Blood tests are generally one of the first kinds of tests done to find out if there is anything unusual going on in your body. In liver disease, the total amount of WBC, RBC, and platelets go down. This can be tested in blood tests. A blood test can also check for the blood clotting mechanisms. In liver disease, there might be issues in protein formation that allow the smooth functioning of clotting factors. In the case of viral hepatitis, certain virological examinations are done. These generally monitor hepatitis B and C.

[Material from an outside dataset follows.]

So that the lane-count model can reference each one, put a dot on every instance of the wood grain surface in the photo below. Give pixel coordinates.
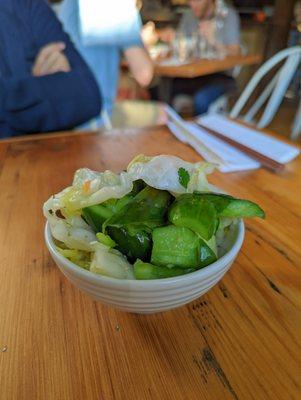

Another lab test is the test of Ascitic fluid. In the case of liver disease, there is an accumulation of fluid in the abdomen. This fluid is usually examined under the microscope to see if there are any traces of cancerous cells.

Radiological Tests

Ultrasonogram tests, CT scans, MRI, and Endoscopic Retrograde Cholangiopancreatography are used for imaging to detect any liver disease. These allow a closer and better view of the internal issues and also allow the detection of tumors and gall bladder stones.

Biopsies

To carry out a liver biopsy a needle is guided into the liver with the help of a USG and CT scan. Another way of obtaining a biopsy is during a surgery procedure.

How to Deal with Liver Disease?

One of the things that will go a long way in helping you with liver disease is some of the lifestyle changes you can adopt and certain home remedies that you can inculcate in your regular life.

Avoid drinking alcohol, or drink in a very moderated fashion. Eat less or processed carbohydrates and bring exercise into your daily life. If conditions continue to exist and get severe, immediately make an appointment with your doctor. Keep your medical history ready and make sure that you are totally honest with your doctor so they can devise the most appropriate treatment for your issue.